Pilihan tersebut memberi ruang pertimbangan lebih luas bagi calon pembeli. Varian REEV dapat menjadi perhatian bagi konsumen yang masih menghitung kesiapan infrastruktur pengisian daya.
6. iCAR V27
iCAR V27 akan memperluas lini produk sub-brand Chery Group setelah kehadiran V23. SUV listrik ini diprediksi tetap mempertahankan desain boxy yang menjadi salah satu identitas produknya.
Gaya off-road modern pada V27 dapat menyasar konsumen yang menginginkan tampilan berbeda. Model ini memadukan arah desain tersebut dengan teknologi kendaraan listrik.
7. Lepas E4
Lepas E4 menjadi model yang menandai debut merek Lepas di Indonesia. Kendaraan ini berbentuk SUV listrik dan menjadi bagian dari ekspansi global perusahaan.

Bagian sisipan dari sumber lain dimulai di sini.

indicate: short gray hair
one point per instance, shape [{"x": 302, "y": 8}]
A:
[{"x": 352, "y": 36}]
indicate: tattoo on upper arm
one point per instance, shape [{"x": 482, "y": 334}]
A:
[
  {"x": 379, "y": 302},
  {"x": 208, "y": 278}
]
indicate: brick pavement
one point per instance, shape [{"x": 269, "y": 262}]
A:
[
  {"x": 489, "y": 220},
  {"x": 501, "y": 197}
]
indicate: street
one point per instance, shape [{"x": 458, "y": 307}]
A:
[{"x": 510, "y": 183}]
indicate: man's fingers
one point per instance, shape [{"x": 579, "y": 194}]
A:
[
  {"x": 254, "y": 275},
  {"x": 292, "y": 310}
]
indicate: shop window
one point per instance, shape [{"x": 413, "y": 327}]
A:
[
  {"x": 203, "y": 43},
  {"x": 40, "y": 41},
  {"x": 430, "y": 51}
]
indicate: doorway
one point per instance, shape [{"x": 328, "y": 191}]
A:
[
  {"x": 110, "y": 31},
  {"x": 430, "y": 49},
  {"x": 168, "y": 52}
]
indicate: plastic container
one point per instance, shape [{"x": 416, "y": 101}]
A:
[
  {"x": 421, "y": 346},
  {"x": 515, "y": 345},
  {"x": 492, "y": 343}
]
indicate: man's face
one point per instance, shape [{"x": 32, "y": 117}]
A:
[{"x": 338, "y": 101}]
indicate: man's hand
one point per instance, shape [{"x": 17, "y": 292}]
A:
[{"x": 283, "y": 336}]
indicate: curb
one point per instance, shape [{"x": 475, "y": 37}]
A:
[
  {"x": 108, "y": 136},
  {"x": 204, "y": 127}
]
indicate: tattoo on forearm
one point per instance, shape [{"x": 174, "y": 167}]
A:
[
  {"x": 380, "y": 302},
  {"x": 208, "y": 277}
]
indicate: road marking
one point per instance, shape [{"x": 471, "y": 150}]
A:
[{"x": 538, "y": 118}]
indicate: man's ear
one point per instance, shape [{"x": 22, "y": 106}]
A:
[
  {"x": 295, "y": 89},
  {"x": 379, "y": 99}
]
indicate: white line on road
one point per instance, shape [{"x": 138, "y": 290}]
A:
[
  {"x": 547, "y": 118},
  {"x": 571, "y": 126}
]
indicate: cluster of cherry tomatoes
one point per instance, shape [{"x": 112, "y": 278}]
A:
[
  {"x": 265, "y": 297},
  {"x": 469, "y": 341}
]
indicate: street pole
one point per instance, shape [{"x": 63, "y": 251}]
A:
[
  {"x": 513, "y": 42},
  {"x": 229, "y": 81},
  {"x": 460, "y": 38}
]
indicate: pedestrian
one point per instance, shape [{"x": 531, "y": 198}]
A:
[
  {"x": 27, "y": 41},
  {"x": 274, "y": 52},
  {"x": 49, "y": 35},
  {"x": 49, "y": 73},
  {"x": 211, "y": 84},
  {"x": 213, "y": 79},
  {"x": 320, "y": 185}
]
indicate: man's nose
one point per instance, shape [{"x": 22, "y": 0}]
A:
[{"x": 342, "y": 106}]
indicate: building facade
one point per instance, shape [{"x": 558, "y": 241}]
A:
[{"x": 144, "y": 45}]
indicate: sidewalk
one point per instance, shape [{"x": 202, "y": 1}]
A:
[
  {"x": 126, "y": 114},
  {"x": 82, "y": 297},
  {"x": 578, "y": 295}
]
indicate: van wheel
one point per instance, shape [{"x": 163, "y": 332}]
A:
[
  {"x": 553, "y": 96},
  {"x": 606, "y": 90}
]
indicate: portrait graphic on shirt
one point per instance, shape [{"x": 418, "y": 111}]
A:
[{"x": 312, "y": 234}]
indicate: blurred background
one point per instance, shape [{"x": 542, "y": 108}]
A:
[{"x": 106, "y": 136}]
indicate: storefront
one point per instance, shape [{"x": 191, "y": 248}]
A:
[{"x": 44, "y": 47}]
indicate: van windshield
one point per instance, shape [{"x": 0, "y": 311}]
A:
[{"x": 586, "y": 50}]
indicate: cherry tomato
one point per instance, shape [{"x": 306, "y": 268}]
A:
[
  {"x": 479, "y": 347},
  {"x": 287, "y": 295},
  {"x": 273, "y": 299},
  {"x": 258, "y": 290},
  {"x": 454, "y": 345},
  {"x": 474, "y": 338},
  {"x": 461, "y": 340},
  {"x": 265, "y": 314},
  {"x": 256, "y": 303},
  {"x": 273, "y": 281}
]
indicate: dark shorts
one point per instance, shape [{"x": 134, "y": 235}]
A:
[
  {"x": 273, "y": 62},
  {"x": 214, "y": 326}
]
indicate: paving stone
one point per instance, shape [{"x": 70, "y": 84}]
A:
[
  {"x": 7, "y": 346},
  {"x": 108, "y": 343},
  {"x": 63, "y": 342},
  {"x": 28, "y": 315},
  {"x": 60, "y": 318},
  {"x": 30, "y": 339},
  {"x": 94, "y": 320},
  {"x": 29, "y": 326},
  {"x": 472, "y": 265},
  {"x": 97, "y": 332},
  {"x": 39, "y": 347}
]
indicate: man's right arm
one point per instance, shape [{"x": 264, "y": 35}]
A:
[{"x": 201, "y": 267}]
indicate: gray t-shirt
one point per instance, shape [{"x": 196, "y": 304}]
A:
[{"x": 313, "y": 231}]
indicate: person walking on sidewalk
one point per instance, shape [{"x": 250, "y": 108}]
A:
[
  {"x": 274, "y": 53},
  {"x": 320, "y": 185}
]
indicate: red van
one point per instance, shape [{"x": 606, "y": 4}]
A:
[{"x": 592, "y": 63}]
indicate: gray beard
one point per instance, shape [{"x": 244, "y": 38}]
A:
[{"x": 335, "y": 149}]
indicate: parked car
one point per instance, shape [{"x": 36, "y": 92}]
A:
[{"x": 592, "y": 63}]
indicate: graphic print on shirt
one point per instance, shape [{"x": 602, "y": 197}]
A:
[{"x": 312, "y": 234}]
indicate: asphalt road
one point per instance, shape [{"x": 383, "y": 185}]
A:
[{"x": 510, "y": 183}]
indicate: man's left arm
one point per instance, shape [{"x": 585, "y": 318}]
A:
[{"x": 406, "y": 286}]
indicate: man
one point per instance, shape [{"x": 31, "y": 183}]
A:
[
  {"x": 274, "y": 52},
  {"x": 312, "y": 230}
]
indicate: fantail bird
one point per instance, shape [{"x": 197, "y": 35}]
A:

Masuknya merek baru menambah pilihan di tengah persaingan kendaraan listrik yang semakin ramai. Pendatang baru umumnya berupaya menarik pasar melalui kelengkapan fitur dan harga yang kompetitif.
8. Wuling Aira EV
Wuling Aira EV disiapkan sebagai produk baru bertepatan dengan sembilan tahun perjalanan Wuling di Indonesia. City car listrik ini diproyeksikan untuk memenuhi kebutuhan kendaraan praktis sehari-hari.
Pengalaman Wuling di pasar kendaraan listrik nasional menjadi modal bagi Aira EV. Perkembangan jaringan layanan merek tersebut juga berpotensi mendukung biaya kepemilikan yang relatif terjangkau.
Kedelapan model ini menunjukkan pilihan kendaraan listrik kini tidak lagi terpusat pada satu jenis mobil. GIIAS 2026 berpotensi menghadirkan persaingan yang lebih beragam, dari city car ekonomis dan sedan premium hingga SUV keluarga dengan pilihan teknologi berbeda.